Published: June 7, 2013

'IF YOU had told me that I was going to risk my life chasing tornadoes, I never would have believed you!” Carl Young, 1986 Carmel High School graduate, told his friend and former classmate, Pacific Grove Police Sgt. Jeff Fenton, during a conversation on Facebook several months ago. “In true honesty, it is about the science, some degree of public service, the challenge, and a flurry of excitement when we intercept one of these forces of nature! Witnessing a tornado is downright AWESOME!”

Young, along with colleagues Tim and Paul Samaras, died while pursuing tornadoes during the May 31 outbreak in Oklahoma that killed more than a dozen people and injured more than 100. Young and Tim Samaras — who created TWISTEX, the Tactical Weather Instrumented Sampling of Tornadoes Experiment, and invented the cutting-edge technology that allowed him to gather unprecedented data about the storms — had starred together on Discovery Channel’s “Storm Chasers.” Paul Samaras, a photographer and videographer, was Tim’s son.

Fenton and Young were among a handful of friends at Carmel High who had eaten lunch together almost daily, some of them since junior high, he said.

“That group was some of the more intelligent people in the school. We weren’t all brains,” he said, exempting himself from the title, “but a lot of us had been friends all the way through elementary school and middle school.”

Like many of that group of friends, which also included motorcycle mechanic Jeff Collard, they lost touch after graduation. But the two reconnected at their 20th CHS reunion and through Facebook.

“And then next thing you know, there he is on the TV, and you’re going, ‘Hey, I know that guy!’” Fenton said. “And I had just watched that show a couple of times before he was on one of the featured teams, so I was just getting into it as he started.”

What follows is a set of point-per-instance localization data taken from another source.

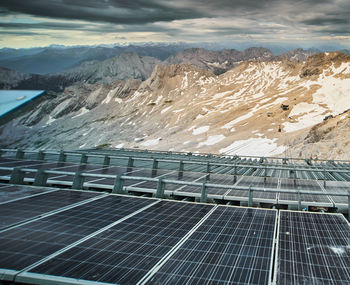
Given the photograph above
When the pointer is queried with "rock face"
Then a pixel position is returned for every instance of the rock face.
(121, 67)
(218, 61)
(11, 78)
(297, 55)
(184, 108)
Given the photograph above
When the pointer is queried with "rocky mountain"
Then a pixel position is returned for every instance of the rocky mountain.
(297, 54)
(218, 61)
(273, 107)
(55, 59)
(10, 78)
(120, 67)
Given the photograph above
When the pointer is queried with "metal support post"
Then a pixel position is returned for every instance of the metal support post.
(235, 173)
(181, 169)
(118, 185)
(83, 159)
(106, 160)
(349, 205)
(160, 188)
(19, 154)
(154, 167)
(130, 164)
(78, 181)
(17, 176)
(204, 193)
(41, 178)
(208, 167)
(299, 200)
(250, 197)
(62, 157)
(40, 155)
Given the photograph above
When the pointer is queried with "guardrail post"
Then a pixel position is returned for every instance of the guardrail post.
(62, 157)
(154, 167)
(208, 167)
(40, 155)
(118, 185)
(235, 173)
(84, 158)
(78, 181)
(250, 197)
(204, 193)
(349, 206)
(160, 188)
(181, 169)
(40, 178)
(17, 176)
(130, 164)
(19, 154)
(299, 201)
(106, 160)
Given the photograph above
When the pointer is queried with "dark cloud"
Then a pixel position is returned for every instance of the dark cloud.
(250, 17)
(117, 12)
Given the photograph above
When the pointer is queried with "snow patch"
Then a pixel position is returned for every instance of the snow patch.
(237, 120)
(50, 120)
(82, 112)
(222, 94)
(254, 147)
(151, 142)
(212, 140)
(200, 130)
(165, 110)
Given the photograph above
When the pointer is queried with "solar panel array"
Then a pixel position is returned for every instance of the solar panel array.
(108, 238)
(241, 180)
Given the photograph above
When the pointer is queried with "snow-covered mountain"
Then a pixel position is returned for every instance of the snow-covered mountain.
(257, 108)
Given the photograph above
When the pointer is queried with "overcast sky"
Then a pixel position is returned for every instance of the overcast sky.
(79, 22)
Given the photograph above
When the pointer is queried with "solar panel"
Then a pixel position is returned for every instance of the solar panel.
(127, 251)
(28, 243)
(12, 192)
(233, 246)
(24, 209)
(313, 249)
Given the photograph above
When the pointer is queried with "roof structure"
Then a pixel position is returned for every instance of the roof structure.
(248, 181)
(97, 238)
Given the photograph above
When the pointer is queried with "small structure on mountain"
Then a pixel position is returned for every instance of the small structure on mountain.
(285, 107)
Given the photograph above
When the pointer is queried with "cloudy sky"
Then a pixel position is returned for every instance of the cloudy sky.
(79, 22)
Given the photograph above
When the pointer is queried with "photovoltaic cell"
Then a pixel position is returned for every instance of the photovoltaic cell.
(313, 249)
(29, 243)
(233, 246)
(127, 251)
(11, 192)
(24, 209)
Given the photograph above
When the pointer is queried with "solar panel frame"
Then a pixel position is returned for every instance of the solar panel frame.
(198, 244)
(118, 252)
(69, 225)
(307, 267)
(39, 205)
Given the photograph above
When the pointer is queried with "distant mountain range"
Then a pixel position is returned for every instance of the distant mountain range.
(130, 65)
(55, 59)
(274, 106)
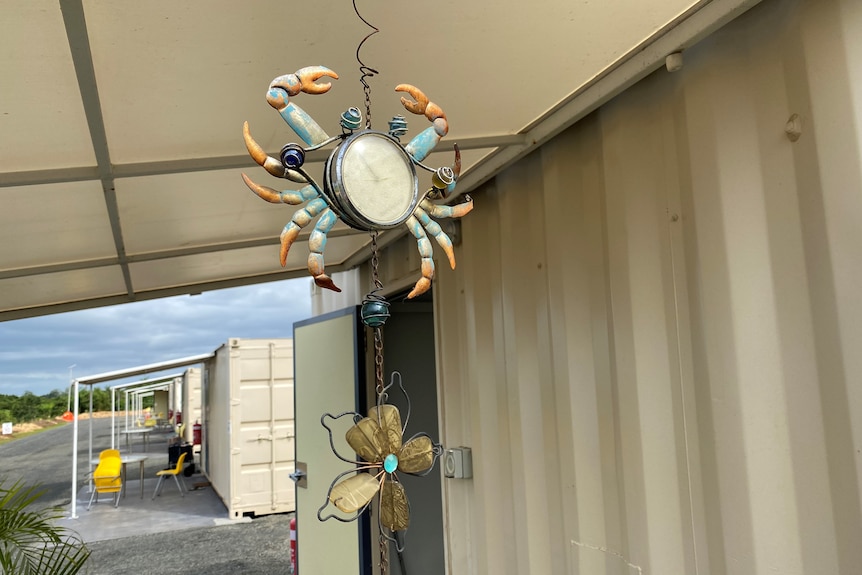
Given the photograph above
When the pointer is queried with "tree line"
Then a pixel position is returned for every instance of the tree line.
(29, 407)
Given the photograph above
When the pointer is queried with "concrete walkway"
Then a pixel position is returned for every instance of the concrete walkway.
(136, 516)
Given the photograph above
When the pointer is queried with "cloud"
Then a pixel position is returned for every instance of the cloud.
(36, 353)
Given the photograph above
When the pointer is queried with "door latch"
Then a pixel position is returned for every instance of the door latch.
(300, 475)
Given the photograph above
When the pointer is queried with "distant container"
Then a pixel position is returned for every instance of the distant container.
(190, 406)
(247, 450)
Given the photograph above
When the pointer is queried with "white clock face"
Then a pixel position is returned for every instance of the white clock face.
(378, 177)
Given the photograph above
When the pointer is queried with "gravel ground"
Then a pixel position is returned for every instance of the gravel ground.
(260, 547)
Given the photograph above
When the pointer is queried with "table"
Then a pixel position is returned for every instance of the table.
(143, 431)
(129, 458)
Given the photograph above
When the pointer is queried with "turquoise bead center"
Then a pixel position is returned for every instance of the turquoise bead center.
(390, 464)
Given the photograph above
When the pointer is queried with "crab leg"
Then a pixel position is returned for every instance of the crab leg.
(316, 245)
(291, 197)
(444, 211)
(422, 144)
(435, 230)
(304, 80)
(270, 164)
(426, 251)
(300, 219)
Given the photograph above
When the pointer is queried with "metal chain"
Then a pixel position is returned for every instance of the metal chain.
(375, 262)
(367, 90)
(378, 332)
(384, 555)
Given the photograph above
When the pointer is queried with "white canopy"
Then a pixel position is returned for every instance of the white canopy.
(120, 122)
(112, 376)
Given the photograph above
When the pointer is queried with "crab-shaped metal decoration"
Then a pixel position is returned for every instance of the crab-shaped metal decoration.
(370, 179)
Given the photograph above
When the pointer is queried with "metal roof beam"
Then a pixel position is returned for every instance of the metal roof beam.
(144, 369)
(163, 167)
(82, 57)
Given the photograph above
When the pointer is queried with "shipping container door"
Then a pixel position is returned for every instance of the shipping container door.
(329, 376)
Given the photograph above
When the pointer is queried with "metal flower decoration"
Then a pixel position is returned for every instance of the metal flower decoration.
(378, 440)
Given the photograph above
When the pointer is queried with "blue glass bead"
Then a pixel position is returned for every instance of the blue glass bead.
(390, 464)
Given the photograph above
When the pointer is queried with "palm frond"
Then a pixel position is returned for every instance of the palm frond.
(30, 542)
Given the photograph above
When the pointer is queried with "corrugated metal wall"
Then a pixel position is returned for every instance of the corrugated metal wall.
(653, 340)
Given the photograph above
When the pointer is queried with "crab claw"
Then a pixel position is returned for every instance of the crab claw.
(423, 106)
(303, 80)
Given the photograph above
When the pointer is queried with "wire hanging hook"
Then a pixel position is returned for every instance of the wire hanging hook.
(367, 71)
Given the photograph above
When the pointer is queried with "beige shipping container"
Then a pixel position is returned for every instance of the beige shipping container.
(247, 450)
(190, 406)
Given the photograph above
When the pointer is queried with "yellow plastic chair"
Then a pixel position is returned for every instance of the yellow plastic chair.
(109, 453)
(107, 478)
(172, 472)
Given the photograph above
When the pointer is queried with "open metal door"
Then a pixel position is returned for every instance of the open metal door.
(329, 377)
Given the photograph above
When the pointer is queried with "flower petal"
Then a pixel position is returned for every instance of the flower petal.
(390, 423)
(366, 440)
(417, 455)
(351, 494)
(394, 508)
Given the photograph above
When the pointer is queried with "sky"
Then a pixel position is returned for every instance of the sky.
(36, 353)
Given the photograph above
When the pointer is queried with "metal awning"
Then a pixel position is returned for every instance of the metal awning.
(120, 122)
(113, 376)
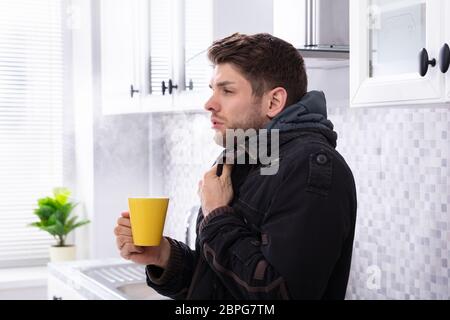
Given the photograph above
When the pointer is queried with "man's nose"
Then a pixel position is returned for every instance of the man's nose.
(211, 104)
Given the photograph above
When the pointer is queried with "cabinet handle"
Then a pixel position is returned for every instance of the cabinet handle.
(425, 62)
(133, 91)
(444, 58)
(170, 87)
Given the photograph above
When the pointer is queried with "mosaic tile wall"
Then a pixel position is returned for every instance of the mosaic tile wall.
(400, 158)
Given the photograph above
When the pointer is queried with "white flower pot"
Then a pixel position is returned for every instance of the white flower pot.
(66, 253)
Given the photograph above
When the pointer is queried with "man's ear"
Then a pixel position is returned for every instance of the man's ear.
(276, 101)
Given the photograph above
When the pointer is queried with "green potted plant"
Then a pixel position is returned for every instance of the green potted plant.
(55, 217)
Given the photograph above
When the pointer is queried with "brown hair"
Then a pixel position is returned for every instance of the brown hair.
(265, 61)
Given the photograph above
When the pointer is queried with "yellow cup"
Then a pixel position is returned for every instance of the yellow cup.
(147, 216)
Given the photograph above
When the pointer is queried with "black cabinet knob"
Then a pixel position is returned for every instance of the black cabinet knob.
(425, 62)
(444, 58)
(133, 91)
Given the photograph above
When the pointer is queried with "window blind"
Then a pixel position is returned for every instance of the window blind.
(31, 110)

During those interim years, Young had gone to college and worked in Hollywood. His first tornado encounter occurred in 2000, when he headed to the East Coast, according to the Discovery Channel.

“He decided to take off on a two-month storm chasing adventure in the Great Plains hoping to catch a glimpse of a few tornadoes but ending up with over a dozen twister encounters. Experiencing the raw force of nature in Nebraska was unlike any pyrotechnic display on a high-tech Hollywood set.”

The experiences drove his desire to earn a master’s degree in atmospheric science from the University of Nevada Reno, and at a meteorological conference, he met Samaras, who “encouraged him to collect meteorological data from inside tornadoes as the principal focus of his thesis research.”

Beginning in 2003, up until last week, the two chased tornadoes each spring, “and together, their TWISTEX team has tracked down over 125 tornadoes,” according to the Discovery Channel.

Collard remembered Young as being “extremely smart” and said, “It’s just mind-blowing that he’s gone.”
He recalled Young as being fairly conservative in high school, friendly to many and straight laced.

“He drove a black Dodge Dart when the rest of us had ’68 Camaros,” he said. “He was very funny, very kind. He was one of those people who just didn’t have a bad word for anybody.”

After high school, Young headed to Berkeley, and he and Collard lost touch until the late 1990s, when they happened to run into each other at a Depeche Mode concert in Oakland.

The last time Collard heard from Young — whose mother and stepfather live in Carmel Valley, and whose younger brother is also local — about nine months ago, Collard learned about his friend’s latest ambitions.

“I didn’t realize he was into meteorology. He said he was storm chasing and following his dream, and how excited he was for the whole project,” he said. “He was catching me up on his life.”

“He truly enjoyed what he was doing,” Fenton said. “Obviously, he didn’t go into it blindly. You get your master’s in meteorology, you know what you’re doing.”